En un artículo publicado en 2019, Michelle Taylor-Robinson y yo sostenemos un tercer factor en la decisión: la vicepresidencia como un espacio ampliado de inclusividad. Con datos de Costa Rica, mostramos que la vicepresidencia ha permitido incluir grupos que no siempre están presentes en las esferas institucionales del poder: mujeres (en parte por una cuota de género que se cumple para las papeletas presidenciales), afrodescendientes y personas vinculadas con organizaciones ambientales, de mujeres y de personas con discapacidades (aunque las tradicionales conexiones económicas y financieras no han desaparecido de la vicepresidencia costarricense).

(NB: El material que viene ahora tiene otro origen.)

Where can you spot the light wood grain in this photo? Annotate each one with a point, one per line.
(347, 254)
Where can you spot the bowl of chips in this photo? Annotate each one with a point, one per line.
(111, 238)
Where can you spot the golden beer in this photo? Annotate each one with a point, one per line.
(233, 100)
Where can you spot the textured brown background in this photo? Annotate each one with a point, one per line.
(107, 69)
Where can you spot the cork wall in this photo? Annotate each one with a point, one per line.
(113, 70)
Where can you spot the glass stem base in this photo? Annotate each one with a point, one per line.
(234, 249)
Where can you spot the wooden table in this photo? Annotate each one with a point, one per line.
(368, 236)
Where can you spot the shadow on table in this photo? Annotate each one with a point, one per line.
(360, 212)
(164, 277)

La escogencia de Kamala Harris evidencia los tres criterios en acción. Es mujer, más joven que Biden (55 vs. 77 años) y afroamericana (balance estratégico de la papeleta). Tiene experiencia como senadora, fiscal general de California y precandidata demócrata (capacidad de aportar en el gobierno). Pero, sobre todo, en una elección donde los dos candidatos presidenciales son hombres blancos, en un ambiente de racismo estructural, con un nativismo pujante desde el Partido Republicano y de grupos de derecha extrema y en un contexto de protesta social alrededor de #BlackLivesMatter y el asesinato de George Floyd, la selección de Harris – hija de inmigrantes de India y Jamaica – es una señal de inclusividad ampliada desde el Partido Demócrata hacia grupos desfavorecidos por una administración Trump que ha demostrado que the American People” de su discurso inaugural incluye solamente al segmento blanco, masculino y “nativo” del país.